Las convulsiones entre niños de 2 a 5 años aumentaron significativamente después de las vacunas de ARNm para COVID

El análisis del informe primario evaluó a niños que tuvieron un resultado de convulsión febril en los 0 a 1 días posteriores a la vacunación contra el COVID-19. Se realizó un análisis de series de casos autocontrolados en tres bases de datos de seguros comerciales para comparar el riesgo de convulsiones en el intervalo de riesgo (0-1 días) con un intervalo de control (8-63 días).

Se tomó en cuenta el recibir la dosis 1 y/o dosis 2 de la vacuna monovalente de ARNm de COVID-19. El resultado primario fue la convulsión febril (intervalo de riesgo de 0 a 1 día).

Resultados: El metanálisis primario encontró un aumento estadísticamente significativo de la incidencia de convulsiones febriles en los 0-1 días posteriores a la vacunación con ARNm-1273 en comparación con el intervalo de control (TIR: 2,52; IC del 95 %: 1,35 a 4,69, diferencia de riesgo (DR) /100.000 dosis = 3,22 (IC 95% −0,31 a 6,75)). Para la vacunación con BNT162b2, la TIR fue elevada pero no estadísticamente significativa (TIR: 1,41, IC del 95 %: 0,48 a 4,11, RD/100.000 dosis = −0,25 (IC del 95 %: −2,75 a 2,24).
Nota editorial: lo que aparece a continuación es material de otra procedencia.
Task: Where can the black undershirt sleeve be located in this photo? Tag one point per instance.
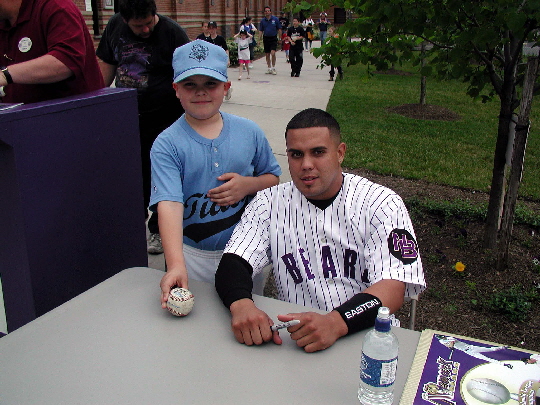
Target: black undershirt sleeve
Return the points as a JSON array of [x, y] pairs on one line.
[[359, 312], [233, 279]]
Conclusiones y relevancia entre los niños de 2 a 5 años, el análisis mostró una tasa de incidencia pequeña y elevada de convulsiones febriles en los 0 a 1 días posteriores a la vacunación con ARNm-1273. Según el conjunto actual de pruebas científicas, el perfil de seguridad de las vacunas monovalentes de ARNm sigue siendo favorable para su uso en niños pequeños.